Parents welcome additional subsidies for pre-school education
These additional subsidies are expected to benefit about 30,000 more families
Sending their three-year-old son Joern to a childcare centre costs Mr Jason Low and his wife, Madam Julia Koh, about $500 monthly, about 20 per cent of their total expenditure.
More help is on the way for the couple who now draw a combined monthly income of just above $7,500, as the Government is raising the monthly income ceiling from $7,500 to $12,000 starting next year for parents to enjoy additional subsidies for pre-schools.
"The extra subsidy can allow us to channel more funds to our child's development, such as taekwondo and swimming lessons, which he has expressed an interest in," said Mr Low, 32, an executive at a supermarket.
His wife is a pre-school educator. They are expecting a second boy this October.
At the National Day Rally on Sunday, Prime Minister Lee Hsien Loong had announced changes to the additional subsidies for pre-school education, which will benefit about 30,000 more households.
All Singaporean children receive a basic subsidy of up to $300 monthly if they are enrolled in a childcare centre and up to $600 monthly if they are in infant care.
The basic subsidy amount depends on the child's age and whether the parent is working.
Additional subsidies - which go up to $440 monthly - apply only to those who are working and have a gross monthly household income under $7,500 or a per capita income of $1,875 for larger families.

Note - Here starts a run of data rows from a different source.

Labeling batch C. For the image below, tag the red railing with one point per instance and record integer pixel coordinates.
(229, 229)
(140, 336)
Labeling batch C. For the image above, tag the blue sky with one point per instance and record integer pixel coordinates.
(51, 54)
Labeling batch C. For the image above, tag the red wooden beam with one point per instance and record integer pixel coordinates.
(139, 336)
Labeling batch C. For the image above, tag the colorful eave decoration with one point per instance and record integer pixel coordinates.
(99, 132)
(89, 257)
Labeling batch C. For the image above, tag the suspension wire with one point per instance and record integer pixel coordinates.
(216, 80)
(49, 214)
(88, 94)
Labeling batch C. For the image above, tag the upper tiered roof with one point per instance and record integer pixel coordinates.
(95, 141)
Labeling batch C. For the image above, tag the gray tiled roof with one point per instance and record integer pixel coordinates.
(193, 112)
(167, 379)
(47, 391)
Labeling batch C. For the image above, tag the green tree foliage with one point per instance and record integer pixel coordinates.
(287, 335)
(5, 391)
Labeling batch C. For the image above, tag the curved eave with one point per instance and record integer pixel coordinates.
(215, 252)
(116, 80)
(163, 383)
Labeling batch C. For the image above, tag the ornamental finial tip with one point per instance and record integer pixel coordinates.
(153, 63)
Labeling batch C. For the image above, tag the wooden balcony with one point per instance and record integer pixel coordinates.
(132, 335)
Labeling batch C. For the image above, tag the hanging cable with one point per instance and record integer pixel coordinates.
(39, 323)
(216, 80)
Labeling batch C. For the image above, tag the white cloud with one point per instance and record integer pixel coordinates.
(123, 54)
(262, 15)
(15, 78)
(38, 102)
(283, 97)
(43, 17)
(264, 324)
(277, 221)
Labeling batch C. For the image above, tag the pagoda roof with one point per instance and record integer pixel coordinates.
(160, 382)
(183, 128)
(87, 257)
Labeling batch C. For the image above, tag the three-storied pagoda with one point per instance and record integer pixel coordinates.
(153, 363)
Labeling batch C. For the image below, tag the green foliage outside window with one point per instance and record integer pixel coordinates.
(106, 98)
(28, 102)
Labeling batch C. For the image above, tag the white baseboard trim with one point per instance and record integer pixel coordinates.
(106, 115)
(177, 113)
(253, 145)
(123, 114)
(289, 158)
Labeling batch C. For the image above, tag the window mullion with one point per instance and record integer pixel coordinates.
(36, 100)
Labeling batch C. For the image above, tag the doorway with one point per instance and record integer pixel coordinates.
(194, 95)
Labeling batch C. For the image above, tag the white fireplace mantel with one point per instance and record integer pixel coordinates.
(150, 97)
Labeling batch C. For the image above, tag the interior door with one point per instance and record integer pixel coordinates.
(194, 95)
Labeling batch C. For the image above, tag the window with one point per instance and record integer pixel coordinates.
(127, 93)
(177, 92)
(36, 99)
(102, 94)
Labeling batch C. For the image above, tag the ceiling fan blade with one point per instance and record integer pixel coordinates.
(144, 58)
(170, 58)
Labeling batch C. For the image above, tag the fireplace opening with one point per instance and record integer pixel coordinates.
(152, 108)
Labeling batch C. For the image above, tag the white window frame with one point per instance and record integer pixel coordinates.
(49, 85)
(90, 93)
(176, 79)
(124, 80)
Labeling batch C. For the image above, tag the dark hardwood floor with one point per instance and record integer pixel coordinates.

The amount depends on the age of the child and the family's income level, and is also set to rise.
PM Lee also said that over time, 80 per cent of pre-school places will be government-supported, up from just over 50 per cent now, including those at Ministry of Education kindergartens.
They also include places run by centres under the Early Childhood Development Agency's anchor operator or partner operator schemes, where the operators receive government funding to keep their fees low. They can include public or private pre-schools.
The Singapore Muslim Women's Association, which has seven childcare centres under the partner operator scheme, supported the changes, saying a third of its 827 students would be potentially eligible for the additional subsidies.
In response, Ms Fiona Walker, group managing director for Julia Gabriel Education, which operates the Chiltern House pre-schools, said it would help if more private pre-schools were given government support. Private pre-schools can range from $1,500 to $2,000 a month at MindChamps to more than $5,000 for a 10-week school term at EtonHouse.